Spencer's argument is that any of these bizarre (to OUR minds) xtian sects might have burst forth from Arabia into the vacuum created by the Byzantine-Persian slaughters with a doctrine of some form of jesusism. His evidence includes coins of successful leaders with crosses on them.
Well, just the fact that the coins have the word "Muhammad" in them and has a "cross" is hardly any reason to think that he was a later invention, let alone anything conclusive, for that matter.
The coins might symbolize a lot of different things. We don't know what the coin makers really had in mind when they made those coins. Hence there is room for plenty of different interpretations. Maybe the coins were meant to represent the meeting of Christians and Muslims. Or it could be that the Christians converted to Islam and that's why they included a picture of themselves holding a cross. Or maybe it was a picture of Jesus holding a cross and testifying that Muhammad is the next Prophet that everyone should listen to. Or maybe it was a picture of Muhammad who is depicted as taking over the role of Jesus in the preaching of God's message. Or maybe there was a picture of a sword which only appeared as a cross ...
I've seen images of two of those coins and it's very hard to make out what exactly they might be portraying. It seems to me that Spencer is doing a similar thing as what some Christians have done, like when they see some patterns in a dog's ass or something and excitedly proclaim "Hey look, that's Jesus!!!" Likewise, Spencer finds a coin with one or two vague, non-specified images and characters and then he interprets them to be whatever he wants to see in them. By doing that he's just making a mockery out of himself.
Anyway, I've sent you a PM. Thanks for the recommendation.
(February 5, 2015 at 6:51 pm)pocaracas Wrote: This is in a different time-line (like the new star trek movies). Remember that paragraph started with a mighty IF.
This is another potential way things could have unraveled, for all I know...
What about the "if" that writing itself was uncommon in the 600s in Arabia and therefore Muhammad's claim of prophethood was passed down orally? Does that sound like a greater "mighty if" to you or not?
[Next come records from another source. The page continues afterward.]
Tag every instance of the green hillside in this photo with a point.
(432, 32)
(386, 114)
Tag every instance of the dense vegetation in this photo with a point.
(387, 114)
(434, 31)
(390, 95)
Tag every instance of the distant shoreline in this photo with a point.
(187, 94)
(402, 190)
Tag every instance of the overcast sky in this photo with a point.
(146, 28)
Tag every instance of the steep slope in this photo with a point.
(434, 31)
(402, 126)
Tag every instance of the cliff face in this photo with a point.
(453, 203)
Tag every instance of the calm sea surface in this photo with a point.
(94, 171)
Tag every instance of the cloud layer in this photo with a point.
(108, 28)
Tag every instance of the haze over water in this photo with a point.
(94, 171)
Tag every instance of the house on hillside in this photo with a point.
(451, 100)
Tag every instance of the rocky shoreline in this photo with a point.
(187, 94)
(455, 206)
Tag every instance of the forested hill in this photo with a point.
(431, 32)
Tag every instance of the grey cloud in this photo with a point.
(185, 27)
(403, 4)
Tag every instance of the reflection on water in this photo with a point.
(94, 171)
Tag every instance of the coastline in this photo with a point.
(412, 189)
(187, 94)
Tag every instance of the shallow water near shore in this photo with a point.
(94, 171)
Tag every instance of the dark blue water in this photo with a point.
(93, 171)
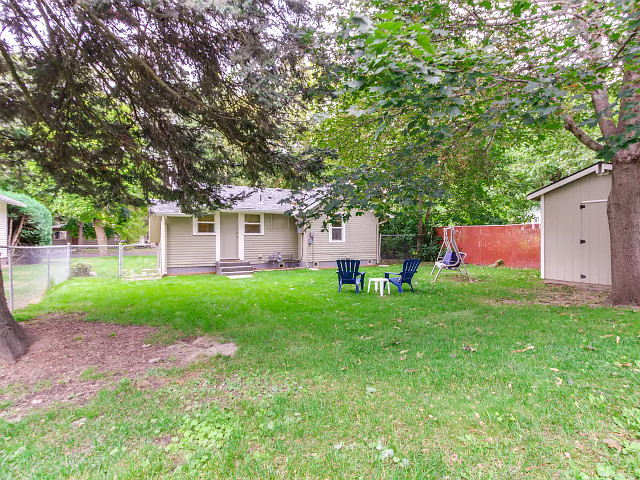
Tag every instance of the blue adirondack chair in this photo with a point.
(409, 268)
(348, 274)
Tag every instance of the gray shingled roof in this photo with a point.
(258, 199)
(11, 201)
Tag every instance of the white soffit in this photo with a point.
(598, 168)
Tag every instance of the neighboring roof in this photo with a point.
(256, 199)
(597, 168)
(11, 201)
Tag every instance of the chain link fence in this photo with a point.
(28, 272)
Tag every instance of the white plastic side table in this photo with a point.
(379, 283)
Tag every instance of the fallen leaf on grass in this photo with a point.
(530, 347)
(612, 443)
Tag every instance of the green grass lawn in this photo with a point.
(30, 281)
(435, 384)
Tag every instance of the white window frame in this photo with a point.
(342, 228)
(196, 222)
(244, 223)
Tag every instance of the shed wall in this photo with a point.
(565, 224)
(184, 249)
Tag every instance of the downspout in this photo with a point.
(163, 246)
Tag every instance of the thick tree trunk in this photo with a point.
(15, 230)
(623, 210)
(101, 237)
(80, 233)
(13, 340)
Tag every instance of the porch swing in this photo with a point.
(449, 256)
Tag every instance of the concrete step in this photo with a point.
(233, 263)
(235, 270)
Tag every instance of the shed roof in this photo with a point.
(598, 168)
(256, 199)
(11, 201)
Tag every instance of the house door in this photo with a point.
(228, 236)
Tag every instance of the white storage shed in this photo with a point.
(575, 230)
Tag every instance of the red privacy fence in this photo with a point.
(516, 245)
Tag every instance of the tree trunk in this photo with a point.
(80, 233)
(101, 237)
(13, 340)
(623, 210)
(15, 235)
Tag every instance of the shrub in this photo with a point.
(81, 269)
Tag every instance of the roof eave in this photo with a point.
(598, 168)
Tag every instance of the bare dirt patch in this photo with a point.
(71, 359)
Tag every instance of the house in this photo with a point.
(60, 236)
(4, 221)
(256, 233)
(575, 230)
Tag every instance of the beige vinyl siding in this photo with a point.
(154, 228)
(280, 235)
(565, 224)
(4, 226)
(184, 249)
(361, 241)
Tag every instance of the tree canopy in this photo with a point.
(124, 100)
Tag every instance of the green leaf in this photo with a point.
(425, 42)
(605, 471)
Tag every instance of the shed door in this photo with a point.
(594, 250)
(229, 236)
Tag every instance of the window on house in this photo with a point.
(253, 223)
(205, 225)
(336, 231)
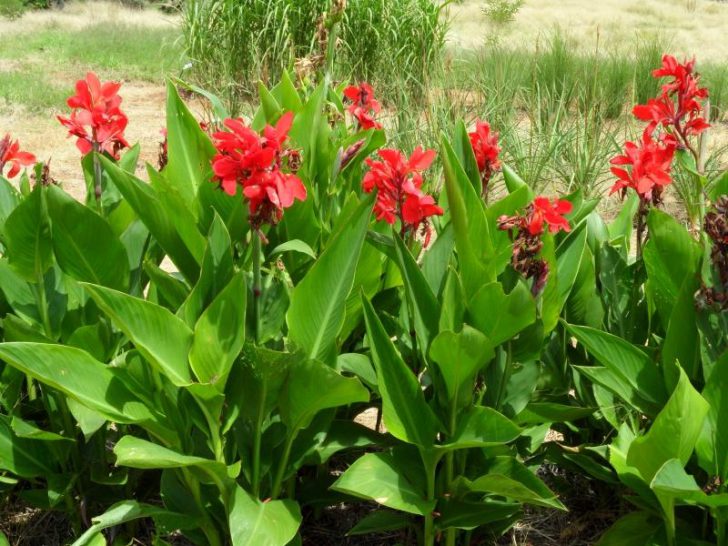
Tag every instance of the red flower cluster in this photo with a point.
(96, 118)
(678, 108)
(527, 243)
(398, 181)
(649, 164)
(677, 116)
(255, 162)
(11, 154)
(486, 150)
(363, 105)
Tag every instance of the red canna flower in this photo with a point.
(678, 110)
(550, 212)
(486, 150)
(527, 242)
(11, 154)
(398, 181)
(649, 164)
(363, 105)
(96, 118)
(255, 162)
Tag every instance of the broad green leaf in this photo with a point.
(379, 521)
(137, 453)
(27, 237)
(508, 478)
(162, 338)
(634, 529)
(468, 515)
(23, 457)
(256, 523)
(75, 373)
(459, 357)
(376, 477)
(712, 446)
(190, 149)
(145, 202)
(318, 302)
(467, 215)
(671, 255)
(674, 433)
(514, 181)
(84, 244)
(424, 303)
(515, 311)
(406, 413)
(219, 334)
(120, 513)
(481, 427)
(313, 387)
(180, 213)
(540, 412)
(295, 245)
(625, 361)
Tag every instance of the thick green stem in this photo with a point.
(257, 287)
(429, 517)
(97, 179)
(281, 474)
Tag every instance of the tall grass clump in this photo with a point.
(232, 44)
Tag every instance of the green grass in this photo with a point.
(46, 62)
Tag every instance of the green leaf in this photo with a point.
(459, 357)
(405, 411)
(674, 433)
(671, 255)
(318, 302)
(120, 513)
(220, 334)
(515, 311)
(712, 446)
(295, 245)
(23, 457)
(467, 215)
(137, 453)
(626, 362)
(376, 477)
(145, 202)
(84, 244)
(508, 478)
(423, 301)
(380, 521)
(75, 373)
(481, 427)
(189, 148)
(634, 529)
(313, 387)
(163, 339)
(27, 237)
(255, 523)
And why?
Also, please explain what you mean by "a different time-line," because that's very vague and I don't get it.
(February 5, 2015 at 6:51 pm)pocaracas Wrote: Well, Once upon a time, there was a Teacher of Righteousness.... in time, somehow, his deeds became attributed to a Jesus.
It then becomes possible that once there was a leader of tribes, who in time, somehow, finds his deeds attributed to a Mohammad.
Nothing was recorded in due time and when something was finally recorded, it may have been with an agenda behind it.
And if this is the case, what can we say is true from that record?
But once upon a time there were already Muslims before Abd-Al-Malik who all partook in the spreading of Islam (see below), which makes it too late for adding such later attributions.